The certainty that everything has already been written annuls us, or renders us
phantasmal. I know districts in which the young people prostrate themselves
before books and like savages kiss their pages, though they cannot read a
letter. Epidemics, heretical discords, pilgrimages that inevitably degenerate
into brigandage have decimated the population. I believe I mentioned the
suicides, which are more and more frequent every year. I am perhaps misled by
old age and fear, but I suspect that the human species---the only
species---teeters at the verge of extinction, yet that the Library enlightened,
solitary, infinite, perfectly unmoving, armed with precious volumes, pointless,
incorruptible, and secret---will endure.
I have just written the word "infinite." I have not included that adjective out
of mere rhetorical habit; I hereby state that it is not illogical to think that
the world is infinite. Those who believe it to have limits hypothesize that in
some remote place or places the corridors and staircases and hexagons may,
inconceivably, end-which is absurd. And yet those who picture the world as
unlimited forget that the number of possible books is not.
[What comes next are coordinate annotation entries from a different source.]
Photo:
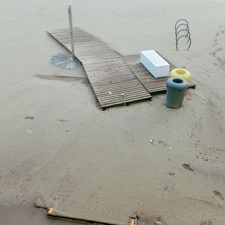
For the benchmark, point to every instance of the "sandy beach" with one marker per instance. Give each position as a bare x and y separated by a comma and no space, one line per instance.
57,147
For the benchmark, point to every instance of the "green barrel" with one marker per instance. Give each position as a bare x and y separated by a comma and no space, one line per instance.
175,90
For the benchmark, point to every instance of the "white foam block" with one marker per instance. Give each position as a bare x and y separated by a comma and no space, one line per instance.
154,63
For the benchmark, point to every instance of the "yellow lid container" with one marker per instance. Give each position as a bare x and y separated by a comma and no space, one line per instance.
180,73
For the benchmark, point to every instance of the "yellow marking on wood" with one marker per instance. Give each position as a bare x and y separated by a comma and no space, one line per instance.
50,210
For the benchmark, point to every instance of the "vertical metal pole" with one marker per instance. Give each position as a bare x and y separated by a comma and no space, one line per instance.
71,29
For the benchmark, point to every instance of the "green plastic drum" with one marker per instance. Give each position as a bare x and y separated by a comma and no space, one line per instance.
175,90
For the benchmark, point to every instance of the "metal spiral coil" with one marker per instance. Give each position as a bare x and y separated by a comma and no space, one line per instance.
182,31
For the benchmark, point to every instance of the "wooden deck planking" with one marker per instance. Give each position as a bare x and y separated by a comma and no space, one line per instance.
109,72
112,81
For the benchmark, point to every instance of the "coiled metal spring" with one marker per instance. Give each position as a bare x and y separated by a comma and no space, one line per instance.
182,31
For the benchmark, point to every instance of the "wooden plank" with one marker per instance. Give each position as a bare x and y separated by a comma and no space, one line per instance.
111,74
112,80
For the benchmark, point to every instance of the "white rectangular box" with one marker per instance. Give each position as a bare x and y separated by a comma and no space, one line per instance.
154,63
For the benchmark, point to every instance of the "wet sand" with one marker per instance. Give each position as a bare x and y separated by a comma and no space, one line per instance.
53,132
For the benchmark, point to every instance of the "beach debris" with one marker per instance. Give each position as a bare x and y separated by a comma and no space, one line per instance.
29,118
29,131
182,31
219,195
208,222
188,167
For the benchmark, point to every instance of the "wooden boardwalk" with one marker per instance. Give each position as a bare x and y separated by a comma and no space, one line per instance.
115,79
111,79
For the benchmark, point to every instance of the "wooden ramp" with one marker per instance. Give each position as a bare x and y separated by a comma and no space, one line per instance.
115,79
111,79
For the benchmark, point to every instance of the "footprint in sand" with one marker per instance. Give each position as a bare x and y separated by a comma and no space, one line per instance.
218,195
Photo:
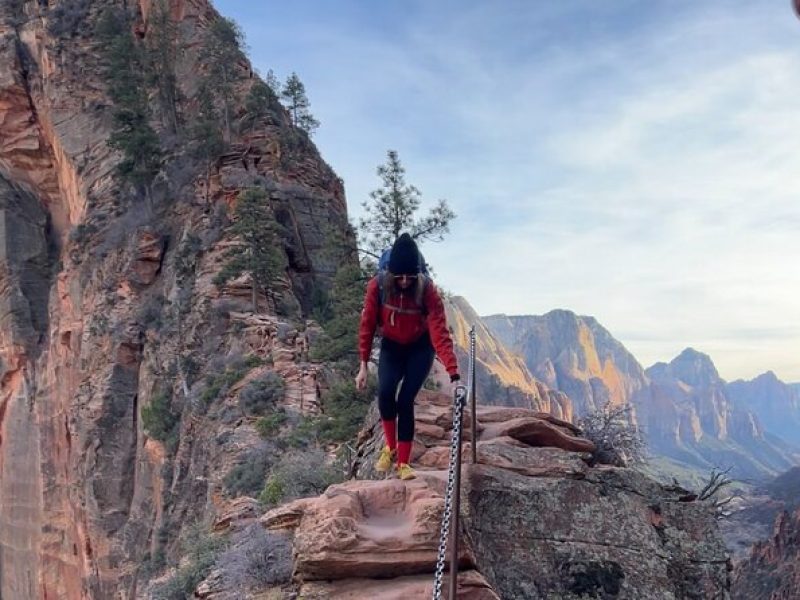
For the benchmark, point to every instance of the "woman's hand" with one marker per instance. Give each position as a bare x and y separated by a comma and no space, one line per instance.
361,378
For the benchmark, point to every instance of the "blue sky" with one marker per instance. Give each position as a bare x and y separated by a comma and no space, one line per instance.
634,161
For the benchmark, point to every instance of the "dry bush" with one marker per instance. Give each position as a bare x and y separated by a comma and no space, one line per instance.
619,442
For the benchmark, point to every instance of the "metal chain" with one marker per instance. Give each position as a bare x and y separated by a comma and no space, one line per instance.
459,400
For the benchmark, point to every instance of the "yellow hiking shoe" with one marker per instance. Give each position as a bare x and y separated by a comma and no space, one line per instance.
385,460
405,472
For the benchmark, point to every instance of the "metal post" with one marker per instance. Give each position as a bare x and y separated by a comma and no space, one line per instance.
461,398
472,395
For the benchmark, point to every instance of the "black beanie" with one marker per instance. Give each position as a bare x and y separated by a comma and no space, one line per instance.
404,259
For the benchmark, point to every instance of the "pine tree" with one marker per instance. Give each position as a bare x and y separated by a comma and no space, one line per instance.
294,93
221,52
131,134
260,252
162,51
257,106
272,82
392,208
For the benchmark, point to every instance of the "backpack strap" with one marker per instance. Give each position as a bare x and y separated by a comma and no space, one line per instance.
420,309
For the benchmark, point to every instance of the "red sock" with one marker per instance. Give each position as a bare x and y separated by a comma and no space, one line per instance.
403,452
389,428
I will be bold
enough to suggest this solution to the ancient problem: The Library is
unlimited but periodic. If an eternal traveler should journey in any
direction, he would find after untold centuries that the same volumes are
repeated in the same disorder-which, repeated, becomes order: the Order. My
solitude is cheered by that elegant hope.[^4]
[^1]: The original manuscript has neither numbers nor capital letters;
punctuation is limited to the comma and the period. Those two marks, the
space, and the twenty-two letters of the alphabet are the twenty-five
sufficient symbols that our unknown author is referring to. [Ed. note.]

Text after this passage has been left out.